Join us for a joint Edinburgh Napier University/ Scottish Institute of Policing Research end of year celebration with Associate Professor Sarah Soppitt.

Sarah will be discussing the College of Policing’s introduction of the new Police Education Qualifications Framework and accompanying entry routes into policing, which has led to much debate nationally as to whether Police Officers need a degree, but less as to what Police Officers should know and why. Over the last thirty years there has been much public policy debate on the desirability and necessity of higher education qualifications for Police Officers in England and Wales. Comparisons have been made with other sectors such as health in which robust strategic partnerships with HEIs are commonplace, whereas historically police programmes have consistently stalled when faced with this challenge.
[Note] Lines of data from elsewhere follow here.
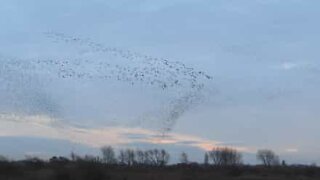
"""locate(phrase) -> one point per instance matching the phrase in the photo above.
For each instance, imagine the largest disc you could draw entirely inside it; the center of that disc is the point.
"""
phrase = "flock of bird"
(116, 64)
(138, 68)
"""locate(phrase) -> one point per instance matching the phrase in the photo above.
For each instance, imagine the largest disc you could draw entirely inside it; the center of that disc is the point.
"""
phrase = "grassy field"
(38, 170)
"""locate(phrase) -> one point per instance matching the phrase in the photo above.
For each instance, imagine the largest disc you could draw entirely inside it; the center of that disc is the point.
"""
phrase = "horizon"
(182, 75)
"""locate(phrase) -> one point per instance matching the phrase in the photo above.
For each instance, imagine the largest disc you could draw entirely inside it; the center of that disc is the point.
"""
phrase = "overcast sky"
(262, 55)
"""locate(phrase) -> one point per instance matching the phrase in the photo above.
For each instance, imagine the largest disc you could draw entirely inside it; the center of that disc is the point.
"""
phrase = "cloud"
(288, 66)
(292, 150)
(46, 127)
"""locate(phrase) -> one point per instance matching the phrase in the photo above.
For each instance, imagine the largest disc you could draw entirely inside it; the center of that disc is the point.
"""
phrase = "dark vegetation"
(220, 163)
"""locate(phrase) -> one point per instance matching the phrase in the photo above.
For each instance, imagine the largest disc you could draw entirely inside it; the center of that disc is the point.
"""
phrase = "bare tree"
(108, 154)
(140, 157)
(268, 157)
(184, 158)
(224, 156)
(127, 157)
(162, 157)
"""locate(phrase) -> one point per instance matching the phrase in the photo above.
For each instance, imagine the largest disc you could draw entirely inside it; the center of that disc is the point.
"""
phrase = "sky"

This session will review the new entry routes into Policing, the complex and changing nature of Policing and police work, and how this is reflected in ongoing discussion around contemporary police training and education programmes, arguing that it should be what we are delivering, rather than the award it attracts that needs further debate.

Sarah has worked in higher education for over 25 years, during which time she has undertaken a number of roles including Head of Department for Social Sciences, Associate Pro Vice Chancellor for Teaching and Learning, and more latterly the strategic lead for Policing. She has developed a number of key partnerships with the Police, Probation and Youth Justice, and third sector organisations which support broader teaching, learning and research agendas. She currently leads a multi-disciplinary team of academics with an interest in Policing, and manages the Northumbria Police & Durham Constabulary partnership. Her current research is largely around the work of social enterprise and cooperatives, and their role in developing employment opportunities for those with offending histories, and promoting desistance.